Symbolism, Imagery, Allegory

You know it, you love it, you splash around in it on hot summer days (even after having seen Jaws). We're talking about the saltiest symbol around: the sea.

Since the first humans could sit around and think Deep Thoughts, they've been doing so within view of the nearest body of water. (Although the open desert or prairie ain't bad, either.) And ever since they started writing—well, just take a look at this list of sea-obsessed titles:

The Old Man and the Sea
The Waves

The Wide Sargasso Sea

Twenty Thousand Leagues Under the Sea

Not to mention Jack London's The Sea Wolf, Iris Murdoch's The Sea, The Sea, Edgar Allan Poe's "The City in the Sea"…

…you get the point. And this is because the symbolism associated with the sea is as deep as, well,  the sea itself.

So it's no shocker that the sea weighs in as the heftiest symbol around in a book called The Great Wide Sea.

Now You Sea Me, Now You Don't

When Christine Byron dies in a car accident, her family feels lost in their grief. You might even say they're adrift—hey-o. The Byrons flee their normal lives and take to the sea, which we can read as a symbol of life. The waves can be calm and soothing, but they can also cause trouble—sometimes without warning.

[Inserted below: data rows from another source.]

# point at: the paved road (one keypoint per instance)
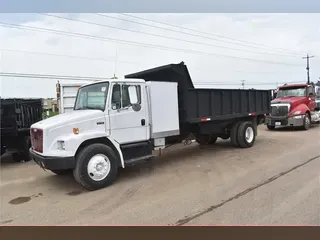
(275, 182)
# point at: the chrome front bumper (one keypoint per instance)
(295, 121)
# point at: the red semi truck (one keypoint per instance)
(294, 105)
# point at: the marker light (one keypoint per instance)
(76, 130)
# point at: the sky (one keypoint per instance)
(220, 50)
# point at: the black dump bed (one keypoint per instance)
(18, 115)
(216, 104)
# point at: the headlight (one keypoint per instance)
(296, 113)
(61, 145)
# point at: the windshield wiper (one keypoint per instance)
(88, 108)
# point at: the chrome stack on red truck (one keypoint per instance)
(294, 105)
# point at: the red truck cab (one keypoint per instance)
(294, 105)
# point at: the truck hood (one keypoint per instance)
(292, 100)
(68, 118)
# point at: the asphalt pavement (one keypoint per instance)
(274, 182)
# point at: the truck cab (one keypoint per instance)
(294, 105)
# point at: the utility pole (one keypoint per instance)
(308, 74)
(242, 83)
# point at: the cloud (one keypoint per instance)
(278, 31)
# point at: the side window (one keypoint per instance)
(116, 96)
(121, 96)
(125, 96)
(310, 90)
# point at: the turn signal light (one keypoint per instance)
(76, 130)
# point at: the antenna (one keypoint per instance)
(242, 83)
(115, 64)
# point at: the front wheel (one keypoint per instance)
(246, 134)
(306, 122)
(96, 167)
(270, 127)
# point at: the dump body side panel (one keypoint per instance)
(223, 104)
(217, 104)
(17, 115)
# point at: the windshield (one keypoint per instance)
(318, 92)
(92, 97)
(292, 92)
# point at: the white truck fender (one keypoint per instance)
(117, 146)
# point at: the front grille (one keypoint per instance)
(279, 111)
(36, 139)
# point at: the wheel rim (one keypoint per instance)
(307, 120)
(249, 134)
(98, 167)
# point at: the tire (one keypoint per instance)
(225, 136)
(61, 172)
(16, 157)
(270, 127)
(306, 122)
(206, 139)
(246, 134)
(234, 134)
(26, 145)
(95, 154)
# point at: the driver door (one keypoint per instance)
(311, 98)
(128, 119)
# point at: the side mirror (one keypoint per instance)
(115, 106)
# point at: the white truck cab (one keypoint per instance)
(110, 126)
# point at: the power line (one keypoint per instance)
(216, 35)
(126, 42)
(63, 55)
(157, 35)
(196, 35)
(308, 67)
(108, 60)
(51, 76)
(93, 78)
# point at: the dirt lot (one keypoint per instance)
(274, 182)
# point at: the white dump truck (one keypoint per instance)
(120, 122)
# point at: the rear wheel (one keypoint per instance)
(246, 134)
(234, 134)
(96, 167)
(270, 127)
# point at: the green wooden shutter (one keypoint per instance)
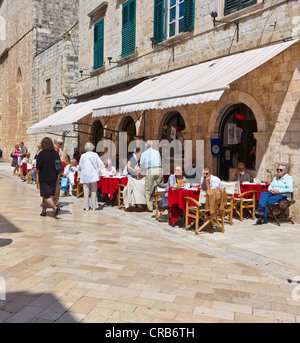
(98, 44)
(236, 5)
(158, 32)
(128, 28)
(189, 15)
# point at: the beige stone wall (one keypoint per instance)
(15, 71)
(271, 91)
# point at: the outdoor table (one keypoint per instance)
(110, 184)
(245, 187)
(176, 197)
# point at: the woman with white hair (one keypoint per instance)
(90, 166)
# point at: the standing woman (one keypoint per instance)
(90, 166)
(15, 163)
(47, 175)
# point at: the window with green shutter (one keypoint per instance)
(128, 28)
(189, 10)
(159, 13)
(236, 5)
(178, 16)
(98, 44)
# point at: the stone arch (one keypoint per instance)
(182, 111)
(261, 135)
(233, 98)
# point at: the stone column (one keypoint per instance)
(262, 141)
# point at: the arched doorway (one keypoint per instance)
(97, 132)
(173, 126)
(238, 144)
(172, 129)
(129, 127)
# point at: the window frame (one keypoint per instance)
(233, 6)
(176, 20)
(128, 28)
(98, 45)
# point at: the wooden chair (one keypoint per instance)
(79, 189)
(159, 211)
(240, 203)
(230, 188)
(29, 177)
(37, 180)
(120, 195)
(279, 210)
(208, 215)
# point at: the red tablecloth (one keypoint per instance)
(254, 186)
(177, 201)
(110, 185)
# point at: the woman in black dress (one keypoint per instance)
(47, 175)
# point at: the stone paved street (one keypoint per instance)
(112, 266)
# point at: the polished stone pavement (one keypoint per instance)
(112, 266)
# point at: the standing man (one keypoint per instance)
(21, 157)
(133, 163)
(280, 189)
(58, 143)
(151, 161)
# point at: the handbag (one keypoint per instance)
(64, 185)
(163, 203)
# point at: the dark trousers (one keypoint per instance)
(267, 199)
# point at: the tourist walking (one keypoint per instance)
(90, 166)
(15, 156)
(47, 175)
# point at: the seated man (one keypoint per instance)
(280, 189)
(173, 178)
(70, 171)
(108, 169)
(241, 175)
(209, 181)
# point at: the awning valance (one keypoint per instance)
(64, 119)
(192, 85)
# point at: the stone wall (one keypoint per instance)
(55, 77)
(15, 72)
(35, 37)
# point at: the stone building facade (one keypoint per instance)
(268, 95)
(38, 66)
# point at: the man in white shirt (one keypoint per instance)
(209, 181)
(70, 172)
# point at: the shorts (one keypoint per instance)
(47, 189)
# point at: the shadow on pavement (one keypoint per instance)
(7, 226)
(33, 308)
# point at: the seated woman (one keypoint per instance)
(241, 175)
(173, 178)
(108, 169)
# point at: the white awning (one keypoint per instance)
(192, 85)
(64, 119)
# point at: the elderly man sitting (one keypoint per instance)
(209, 181)
(280, 189)
(241, 175)
(173, 178)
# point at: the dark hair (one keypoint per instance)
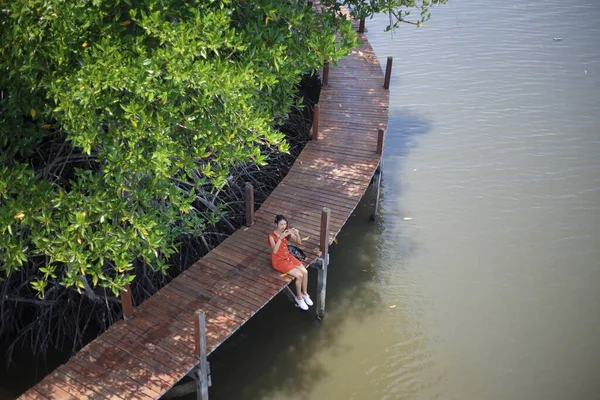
(279, 218)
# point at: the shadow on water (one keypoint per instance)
(274, 353)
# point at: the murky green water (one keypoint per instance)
(488, 242)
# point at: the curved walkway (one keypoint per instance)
(143, 357)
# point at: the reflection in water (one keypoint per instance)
(488, 242)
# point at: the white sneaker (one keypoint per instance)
(307, 300)
(301, 304)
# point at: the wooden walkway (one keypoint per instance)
(143, 357)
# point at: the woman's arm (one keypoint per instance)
(296, 235)
(275, 245)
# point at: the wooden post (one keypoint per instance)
(249, 204)
(201, 370)
(126, 302)
(388, 73)
(380, 137)
(316, 122)
(322, 274)
(376, 190)
(290, 295)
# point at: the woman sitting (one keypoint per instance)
(284, 262)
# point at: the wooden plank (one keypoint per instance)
(49, 389)
(74, 389)
(73, 370)
(138, 359)
(122, 386)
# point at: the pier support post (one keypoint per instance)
(201, 373)
(380, 140)
(315, 135)
(376, 191)
(249, 204)
(290, 295)
(388, 73)
(126, 302)
(322, 274)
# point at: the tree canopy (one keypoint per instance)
(120, 121)
(115, 114)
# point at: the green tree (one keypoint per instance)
(115, 114)
(399, 11)
(120, 121)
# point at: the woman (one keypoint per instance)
(284, 262)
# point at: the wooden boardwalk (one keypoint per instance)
(143, 357)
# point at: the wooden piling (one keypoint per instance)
(249, 204)
(380, 139)
(376, 191)
(315, 134)
(126, 302)
(388, 73)
(322, 274)
(201, 370)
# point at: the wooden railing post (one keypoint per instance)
(249, 204)
(322, 274)
(388, 73)
(126, 302)
(201, 370)
(380, 138)
(316, 122)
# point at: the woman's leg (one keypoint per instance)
(304, 271)
(296, 273)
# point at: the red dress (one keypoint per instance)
(283, 261)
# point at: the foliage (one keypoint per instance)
(398, 10)
(116, 116)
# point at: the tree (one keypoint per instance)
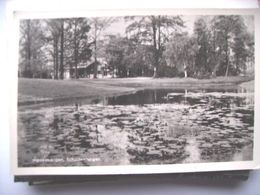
(98, 25)
(203, 54)
(229, 31)
(180, 53)
(155, 31)
(79, 51)
(55, 29)
(31, 58)
(115, 51)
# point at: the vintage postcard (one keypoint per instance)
(147, 91)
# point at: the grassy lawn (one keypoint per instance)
(40, 90)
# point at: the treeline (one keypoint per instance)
(155, 46)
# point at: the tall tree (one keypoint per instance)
(31, 58)
(203, 39)
(180, 53)
(78, 43)
(98, 25)
(154, 30)
(229, 31)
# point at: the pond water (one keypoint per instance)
(158, 126)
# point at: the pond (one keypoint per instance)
(155, 126)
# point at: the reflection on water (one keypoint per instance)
(147, 127)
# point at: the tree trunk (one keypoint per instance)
(28, 67)
(56, 56)
(75, 52)
(227, 55)
(155, 47)
(62, 50)
(95, 51)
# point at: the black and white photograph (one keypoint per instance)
(158, 89)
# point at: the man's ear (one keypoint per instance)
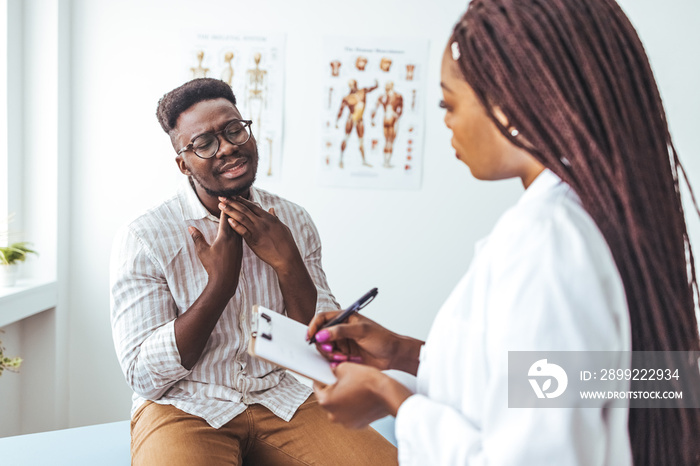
(182, 165)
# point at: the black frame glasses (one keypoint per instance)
(226, 132)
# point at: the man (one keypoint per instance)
(355, 102)
(184, 278)
(392, 102)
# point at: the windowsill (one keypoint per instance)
(27, 298)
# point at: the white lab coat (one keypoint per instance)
(544, 280)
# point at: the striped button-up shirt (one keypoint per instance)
(156, 276)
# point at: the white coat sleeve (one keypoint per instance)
(548, 292)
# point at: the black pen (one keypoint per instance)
(356, 306)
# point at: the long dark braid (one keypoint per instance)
(573, 77)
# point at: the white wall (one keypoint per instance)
(413, 245)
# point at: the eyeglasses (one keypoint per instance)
(206, 145)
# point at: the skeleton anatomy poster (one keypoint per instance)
(253, 65)
(373, 112)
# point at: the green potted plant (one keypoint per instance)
(11, 364)
(10, 257)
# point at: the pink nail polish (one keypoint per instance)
(323, 336)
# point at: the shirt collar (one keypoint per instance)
(192, 207)
(545, 182)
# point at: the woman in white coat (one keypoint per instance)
(594, 256)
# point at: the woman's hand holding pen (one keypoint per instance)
(363, 340)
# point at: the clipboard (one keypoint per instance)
(280, 340)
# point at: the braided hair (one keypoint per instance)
(573, 77)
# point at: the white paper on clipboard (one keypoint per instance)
(280, 340)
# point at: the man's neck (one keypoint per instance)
(211, 203)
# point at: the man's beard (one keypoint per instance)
(227, 193)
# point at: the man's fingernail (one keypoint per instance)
(323, 336)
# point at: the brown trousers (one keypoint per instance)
(165, 435)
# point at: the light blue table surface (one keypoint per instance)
(98, 445)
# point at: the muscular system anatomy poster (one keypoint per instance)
(372, 112)
(253, 65)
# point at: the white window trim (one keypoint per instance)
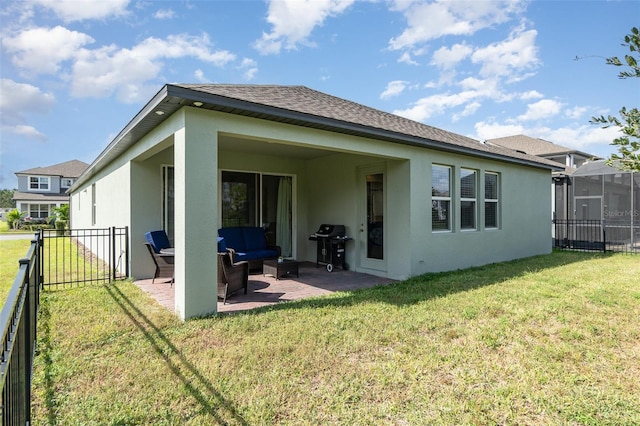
(39, 189)
(441, 198)
(494, 200)
(466, 199)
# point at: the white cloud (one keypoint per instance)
(164, 14)
(448, 57)
(108, 70)
(531, 94)
(542, 109)
(199, 75)
(407, 59)
(575, 112)
(75, 10)
(27, 131)
(509, 57)
(431, 20)
(492, 130)
(249, 68)
(293, 21)
(437, 104)
(394, 88)
(17, 100)
(42, 50)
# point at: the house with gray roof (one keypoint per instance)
(571, 158)
(197, 158)
(42, 189)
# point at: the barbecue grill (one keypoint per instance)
(331, 241)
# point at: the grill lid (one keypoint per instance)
(330, 231)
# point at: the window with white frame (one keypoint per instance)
(440, 198)
(93, 204)
(38, 211)
(468, 196)
(491, 198)
(39, 183)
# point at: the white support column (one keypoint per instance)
(196, 172)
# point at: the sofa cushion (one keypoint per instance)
(233, 238)
(255, 254)
(222, 245)
(254, 239)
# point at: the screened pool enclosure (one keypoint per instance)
(598, 194)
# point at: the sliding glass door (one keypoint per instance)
(256, 199)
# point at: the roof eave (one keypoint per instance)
(218, 102)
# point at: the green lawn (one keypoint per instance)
(10, 253)
(547, 340)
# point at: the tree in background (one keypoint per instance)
(628, 157)
(6, 198)
(14, 218)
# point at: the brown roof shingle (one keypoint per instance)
(71, 169)
(301, 99)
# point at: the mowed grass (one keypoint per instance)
(552, 339)
(10, 253)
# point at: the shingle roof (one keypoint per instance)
(300, 106)
(302, 100)
(533, 146)
(70, 169)
(32, 196)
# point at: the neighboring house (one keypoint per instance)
(42, 189)
(571, 158)
(598, 191)
(199, 157)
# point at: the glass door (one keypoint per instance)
(255, 199)
(372, 218)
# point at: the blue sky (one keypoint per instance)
(73, 73)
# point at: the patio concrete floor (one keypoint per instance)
(265, 290)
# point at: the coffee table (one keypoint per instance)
(279, 269)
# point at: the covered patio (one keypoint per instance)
(265, 290)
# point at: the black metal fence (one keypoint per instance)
(55, 258)
(18, 321)
(82, 256)
(597, 235)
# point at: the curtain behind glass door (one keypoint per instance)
(375, 216)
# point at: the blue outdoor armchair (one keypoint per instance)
(156, 241)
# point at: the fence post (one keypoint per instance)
(126, 253)
(112, 241)
(40, 257)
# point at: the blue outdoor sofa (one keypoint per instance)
(247, 243)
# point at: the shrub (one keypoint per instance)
(14, 218)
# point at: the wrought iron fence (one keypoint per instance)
(597, 235)
(76, 257)
(55, 258)
(18, 320)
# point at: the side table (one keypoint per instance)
(279, 269)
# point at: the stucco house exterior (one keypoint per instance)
(42, 189)
(200, 157)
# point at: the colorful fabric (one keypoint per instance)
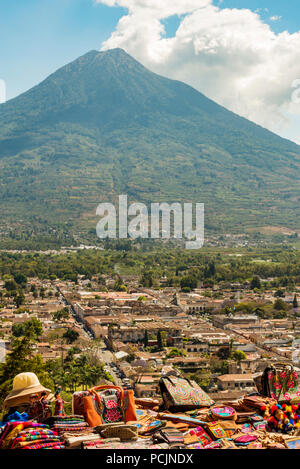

Usually, when you're steering a boat, it's like steering a car—you aim yourself in the right direction and move the tiller a little this way or that way to keep on course. Occasionally, a stronger puff of wind or a sudden wave pushes you off—like a bump on the road or a car that swings too far into your lane. But you correct. You get back on course. (26.5)

That's sort of how life works, too. Your day-to-day activities are smooth and steady until a shakeup comes along. Sometimes that shakeup is minor, like failing a test. Sometimes it's something serious, like your mom dying.

Ben's emotional journey is about trying to get back on course after his mother's death. The waves have been throwing him and his family around, both literally and figuratively. At the end of the story, he returns to dry land, symbolizing that his life is back on track.